Reputation: 39
I fit the Multinomial logistic regression model and I'd like to obtain confusion matrix to obtain the accuracy
library("glmnet")
x=data.matrix(train[-1])
y= data.matrix(train[1])
x_test=data.matrix(test[-1])
y_test=unlist(test[1])
fit.glm=glmnet(x,y,family="multinomial",alpha = 1, type.multinomial = "grouped")
cvfit=cv.glmnet(x, y, family="multinomial", type.multinomial = "grouped", parallel = TRUE)
y_predict=unlist(predict(cvfit, newx = x_test, s = "lambda.min", type = "class"))
and then to calculate confusion matrix I use caret library
library("lattice")
library("ggplot2")
library("caret")
confusionMatrix(data=y_predict,reference=y_test)
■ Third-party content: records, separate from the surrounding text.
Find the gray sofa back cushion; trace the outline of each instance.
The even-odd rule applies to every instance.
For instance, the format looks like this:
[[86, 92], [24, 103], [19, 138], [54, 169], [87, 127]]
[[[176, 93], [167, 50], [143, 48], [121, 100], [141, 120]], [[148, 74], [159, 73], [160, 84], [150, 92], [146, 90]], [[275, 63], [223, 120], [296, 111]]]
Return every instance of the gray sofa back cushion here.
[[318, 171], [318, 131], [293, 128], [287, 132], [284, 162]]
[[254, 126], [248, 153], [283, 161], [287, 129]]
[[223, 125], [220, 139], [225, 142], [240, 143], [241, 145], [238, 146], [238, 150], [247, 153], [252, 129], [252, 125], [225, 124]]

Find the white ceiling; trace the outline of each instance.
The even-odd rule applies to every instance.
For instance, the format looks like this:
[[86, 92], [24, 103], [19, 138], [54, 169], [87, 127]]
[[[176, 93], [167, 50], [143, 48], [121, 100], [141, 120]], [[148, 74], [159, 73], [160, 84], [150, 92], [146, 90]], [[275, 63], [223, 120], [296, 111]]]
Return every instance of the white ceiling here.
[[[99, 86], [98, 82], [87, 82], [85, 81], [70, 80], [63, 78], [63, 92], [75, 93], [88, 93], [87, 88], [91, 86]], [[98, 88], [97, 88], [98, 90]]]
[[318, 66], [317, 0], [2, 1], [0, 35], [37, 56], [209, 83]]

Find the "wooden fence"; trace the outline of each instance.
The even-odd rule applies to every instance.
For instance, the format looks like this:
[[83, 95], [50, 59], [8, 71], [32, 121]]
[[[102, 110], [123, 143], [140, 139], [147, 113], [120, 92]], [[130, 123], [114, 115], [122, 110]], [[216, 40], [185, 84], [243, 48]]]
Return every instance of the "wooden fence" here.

I am getting this error which I do not know how to solve that
Error in confusionMatrix.default(data = y_predict, reference = y_test) : The data must contain some levels that overlap the reference.
I just post the str of y_predict
and y_test
. They might be helpful
str(y_predict)
chr [1:301, 1] "6" "2" "7" "9" "3" "2" "3" "6" "6" "8" "6" "5" "6" ...
- attr(*, "dimnames")=List of 2
..$ : NULL
..$ : chr "1"
str(y_test)
Factor w/ 10 levels "accessory","activation",..: 6 8 2 9 3 2 3 5 10 8 ...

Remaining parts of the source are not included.